Actualmente se encuentra en curso el proceso de aprobación del proyecto de ley 130 de 2015, que regula la comercialización, la distribución y la promoción de sistemas electrónicos de administración de nicotina y cigarrillos electrónicos. El INS, el INC y la Liga Colombiana contra el Cáncer sugieren reconsiderar ciertos planteamientos de este proyecto de ley promovido por el senador Mauricio Lizcano, del partido de la U. Si bien este pretende prohibir la venta de cigarrillos electrónicos a menores de edad, es importante que se tengan en cuenta puntos claves como restringir por completo el uso de estos dispositivos en zonas libres de humo.

La preocupación es que este vapor que emite formaldehído pueda afectar a los no fumadores. Además, muchos creen que ver a la gente fumando estos cigarrillos electrónicos en sitios públicos implicaría retroceder y volver a que fumar sea socialmente aceptable.

Para Carolina Wiesner, directora del INC, uno de los grandes logros de la Ley 1335 de 2009 fue acostumbrar a los fumadores a no fumar en espacios cerrados. “Permitirles a los usuarios de cigarrillo electrónico fumar en estos espacios tiene una carga simbólica. Es volver a normalizar ese hábito en la sociedad”.

Blanca Llorente, asesora técnica de la Asociación Anáas, señala que esto debilitaría la legislación vigente, “que ha dado buenos resultados, pues instauró los espacios libres de humo y la prohibición de publicidad y patrocinios”. Por eso considera que debe haber un control integral sobre todos los productos de tabaco.

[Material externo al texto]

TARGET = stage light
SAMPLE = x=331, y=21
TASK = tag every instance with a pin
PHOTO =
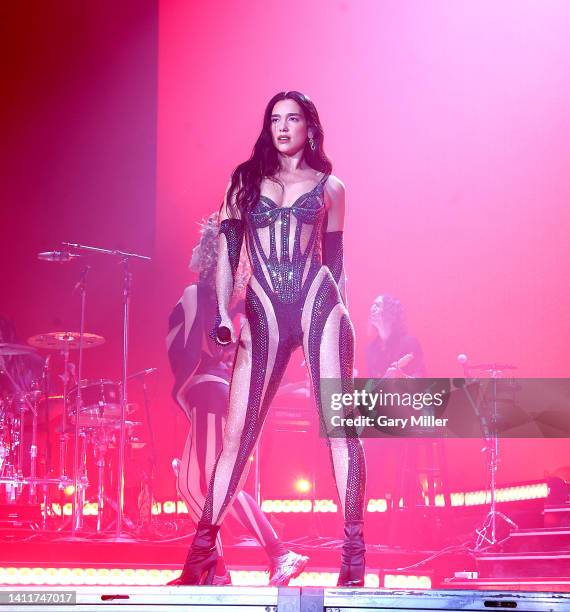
x=405, y=581
x=377, y=505
x=302, y=485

Carlos Castro, director científico de la Liga Colombiana contra el Cáncer, afirma que “no es posible que sea legal usar este dispositivo en zonas libres de humo. Eso sería dar un paso atrás”. Agrega que es importante concienciar a la población de los riesgos de ambos tipos de cigarrillos y teniendo en cuenta que hay dudas sobre los electrónicos, “lo mejor es evitar”.  

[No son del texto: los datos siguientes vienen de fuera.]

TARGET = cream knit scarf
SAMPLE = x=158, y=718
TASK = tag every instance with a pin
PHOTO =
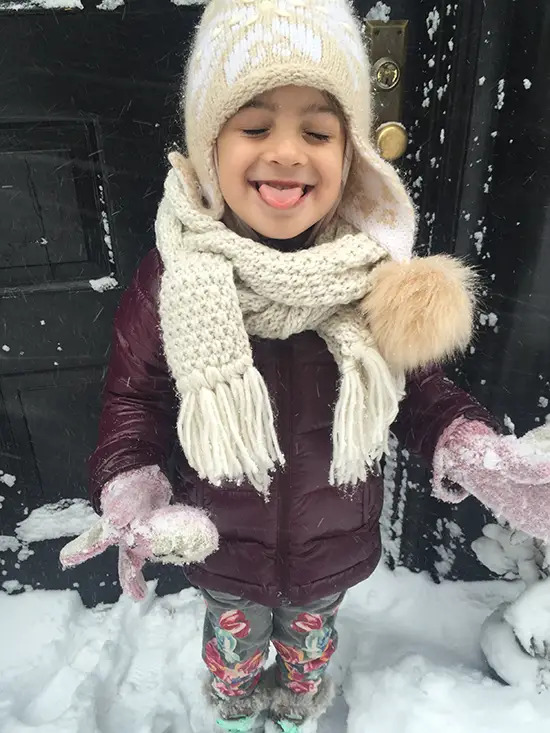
x=218, y=289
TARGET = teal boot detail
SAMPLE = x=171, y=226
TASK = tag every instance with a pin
x=244, y=724
x=288, y=726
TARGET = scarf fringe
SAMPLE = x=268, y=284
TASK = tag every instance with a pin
x=228, y=432
x=367, y=405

Aunque se han hecho numerosos estudios sobre este tema, la evidencia para estos expertos no es suficiente. Por un lado, los autores de algunos estudios tienen conflictos de interés. Según The New York Times, una investigación publicada en la revista Circulation en 2014 encontró que el aerosol de los cigarrillos electrónicos tenía muchas menos toxinas que los convencionales, sin embargo, no estaban exentos de producir sustancias tóxicas. Por lo tanto, aunque son menos nocivos, estos aparatos, según los expertos, no pueden ser catalogados aún como 100 % seguros.

Los expertos afirman que hasta que haya evidencia científica sólida que respalde al cigarrillo electrónico como un dispositivo seguro y que ofrezca beneficios terapéuticos, no se deben permitir su distribución y su venta. “Creemos que no disminuye el riesgo sino que introduce uno nuevo, pues contienen nicotina, un alcaloide que genera adicción. Por eso debe ser regulado de la misma forma que los productos derivados del tabaco”, dice Wiesner.

El proyecto de ley ya pasó dos debates en la Cámara de Representantes y actualmente se encuentra en espera del último en la Comisión Séptima del Senado y de la plenaria de esta cámara para ser aprobada. “Hay que homologar las medidas de control para que las advertencias de salud y la información sobre los riesgos sea la misma que opera con los cigarrillos tradicionales”, concluye Llorente.